The president was right about one thing today: The House budget plan is built on a very different vision for our country. Voters should be grateful for that.

But, contrary to what the president said yesterday, the House budget plan is not a tax giveaway for the rich. CBO expects current tax policy—including all of the tax provisions enacted in 2001 and 2003 and extended through 2012—to produce about 18 percent of GDP in total federal revenue over the coming decade (these projections are under what the agency calls the “alternative fiscal scenario”). In other words, if Congress were to extend current tax policy for another decade, total federal revenue collection would be where it has been for the better part of a half century.

That’s essentially the level of revenues the Ryan budget plan would collect. It’s not a giveaway to the rich. It’s not even really a tax cut at all. It’s a plan to reform federal income and corporate taxes to broaden the bases, lower the top rates, and promote growth while providing a responsible level of revenue for the federal government.

On taxes, the Ryan budget is very much in line with other bipartisan plans developed over the past couple of years to reduce deficits. For instance, the Bowles-Simpson plan and the plan developed by the Bipartisan Policy Center both included tax-reform proposals to lower the top individual income-tax rate below today’s current 35 percent bracket. The outlier in this regard is President Obama, not Chairman Ryan. The president’s plan is the only major proposal on the table today that would go in the other direction and push the top individual income-tax rate up—to around 40 percent—rather than down.

On spending, the Ryan budget does what the president refuses to do: provide leadership on entitlement reform. On Medicare, the plan would move toward a premium-support model that independent estimates show could reduce Medicare spending by 5 percent right away by making the program more efficient. The president’s alternative is to cap the program with price controls and thus to ration care.

Most of today’s presidential speech was devoted to claiming that the Ryan budget plan makes cuts that simply aren’t there. The president and his aides pretended that the Ryan plan applied across-the-board reductions to all domestic programs. But that’s not what the Ryan budget would do. It caps spending for sure, but it emphasizes over and over that cuts would come from programs that aren’t working, streamlining the bloated federal bureaucracy, and giving states much more power to take the next steps in welfare reform.
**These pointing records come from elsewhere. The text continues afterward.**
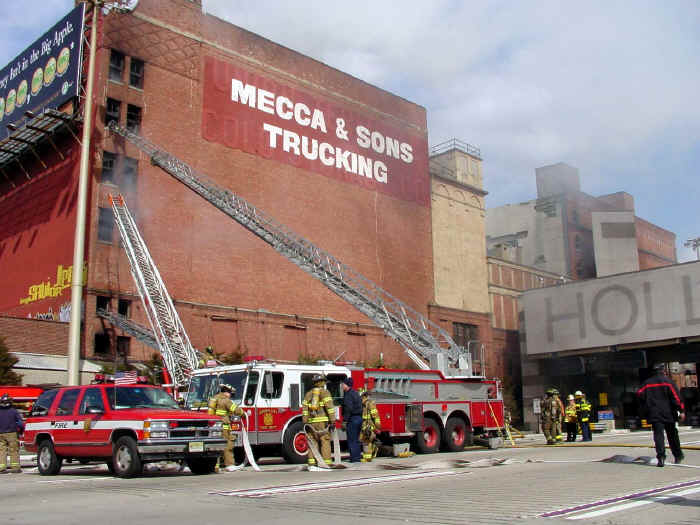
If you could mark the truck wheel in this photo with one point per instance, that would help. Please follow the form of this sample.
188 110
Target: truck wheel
428 440
294 446
125 458
200 466
47 461
457 434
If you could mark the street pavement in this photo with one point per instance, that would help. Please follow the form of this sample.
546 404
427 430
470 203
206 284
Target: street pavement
528 484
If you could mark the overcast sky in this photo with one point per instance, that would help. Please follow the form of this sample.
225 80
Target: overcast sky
609 87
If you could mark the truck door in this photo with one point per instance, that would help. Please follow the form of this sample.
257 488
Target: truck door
272 407
64 423
249 404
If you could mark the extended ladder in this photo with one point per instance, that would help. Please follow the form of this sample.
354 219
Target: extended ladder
172 341
422 339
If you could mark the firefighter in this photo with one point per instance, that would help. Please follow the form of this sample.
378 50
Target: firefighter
11 425
550 414
318 415
371 426
571 419
559 423
583 413
222 406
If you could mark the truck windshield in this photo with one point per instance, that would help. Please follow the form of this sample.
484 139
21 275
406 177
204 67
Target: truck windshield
139 397
203 388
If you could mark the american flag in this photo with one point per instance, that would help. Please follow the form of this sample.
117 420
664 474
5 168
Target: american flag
126 378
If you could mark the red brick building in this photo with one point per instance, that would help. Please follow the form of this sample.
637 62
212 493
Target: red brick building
338 161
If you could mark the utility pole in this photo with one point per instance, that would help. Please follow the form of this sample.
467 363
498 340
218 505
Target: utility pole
79 239
695 245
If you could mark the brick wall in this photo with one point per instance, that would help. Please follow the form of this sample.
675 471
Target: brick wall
34 335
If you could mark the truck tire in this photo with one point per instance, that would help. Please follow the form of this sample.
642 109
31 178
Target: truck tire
48 463
428 441
200 466
125 458
294 446
457 434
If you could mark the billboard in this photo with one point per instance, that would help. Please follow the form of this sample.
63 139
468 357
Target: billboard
46 74
652 305
247 111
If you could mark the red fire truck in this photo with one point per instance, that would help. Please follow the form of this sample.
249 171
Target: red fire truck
424 407
442 404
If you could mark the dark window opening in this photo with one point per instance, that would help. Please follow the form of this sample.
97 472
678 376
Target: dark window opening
116 66
136 73
102 302
105 226
109 163
112 111
123 345
130 171
463 333
133 118
124 307
102 344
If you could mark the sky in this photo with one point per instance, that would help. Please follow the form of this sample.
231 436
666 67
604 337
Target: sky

The president and his team complain regularly that they are unfairly blamed for doing
nothing to address the massive debt explosion that has occurred during the Obama years. Really? Every time there’s a serious proposal from conservatives to actually solve the problem, the president views it as an opportunity to score cheap political points. That’s the reason for fiscal gridlock, and it’s something voters should hold him accountable for in November.

James C. Capretta is a fellow at the Ethics and Public Policy Center and project director of e21’s ObamaCare Watch. He was an associate director at the Office of Management and Budget from 2001 to 2004.